Peccato tuttavia che, come osserva la Serri, gran parte di loro fece anche di più, con toni oggi quasi surreali per accenti, ovazioni e genuflessioni, per mitizzare acriticamente il socialismo reale dell’Urss  e dei paesi satelliti e poi, negli anni Settanta, dei paesi socialisti “esotici” emergenti, dalla Cina a Cuba.
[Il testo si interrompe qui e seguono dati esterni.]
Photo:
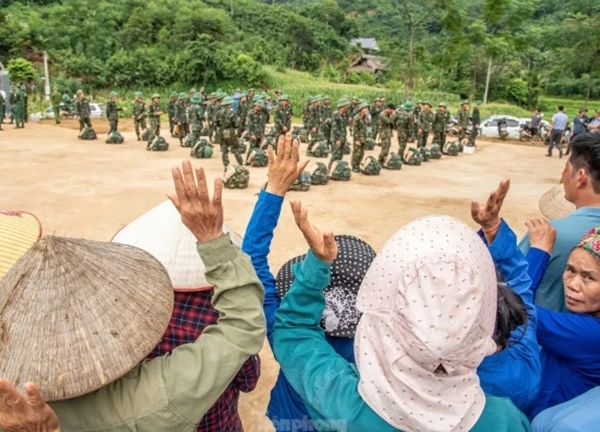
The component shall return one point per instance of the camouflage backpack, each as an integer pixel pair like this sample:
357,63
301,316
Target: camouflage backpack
302,183
321,150
236,177
87,134
451,149
340,171
114,138
259,158
202,150
148,135
415,157
425,154
436,151
159,144
393,162
319,175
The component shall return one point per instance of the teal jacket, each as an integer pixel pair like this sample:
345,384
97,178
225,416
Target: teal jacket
327,383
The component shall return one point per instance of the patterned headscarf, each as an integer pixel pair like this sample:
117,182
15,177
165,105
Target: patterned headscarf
591,241
340,316
429,312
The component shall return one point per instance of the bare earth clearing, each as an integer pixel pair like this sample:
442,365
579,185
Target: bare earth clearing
90,189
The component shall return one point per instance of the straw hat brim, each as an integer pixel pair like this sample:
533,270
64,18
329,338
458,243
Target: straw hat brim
161,233
18,232
76,315
554,205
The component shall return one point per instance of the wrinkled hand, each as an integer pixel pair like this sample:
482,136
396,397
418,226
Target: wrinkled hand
20,414
488,217
322,244
202,216
284,168
542,235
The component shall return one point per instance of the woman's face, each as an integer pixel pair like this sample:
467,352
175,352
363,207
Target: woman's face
582,283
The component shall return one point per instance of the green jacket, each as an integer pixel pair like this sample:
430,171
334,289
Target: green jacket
173,392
Pochi furono gli intellettuali che non si adeguarono alla ragion di partito e, per dirla con Norberto Bobbio, difesero «la libertà individuale contro i regimi assolutistici». 

 

Così quando nel gennaio del 1969, a Roma, i giovani universitari di Scienze politiche vollero commemorare  il sacrificio di Jan Palach, all’evento si presentò un solo uomo di spettacolo: Gianfranco Funari, lo showman dal marcato accento romanesco e dalla vistosa dentatura. Tutto il bel mondo dell’intellighenzia impegnata disertò l’appuntamento. Un atteggiamento opportunistico che, conclude la Serri, diversi uomini di spettacolo ed intellettuali, come l’ex marxista Lucio Colletti, hanno riproposto in egual modo in epoca berlusconiana in favore del nuovo Principe.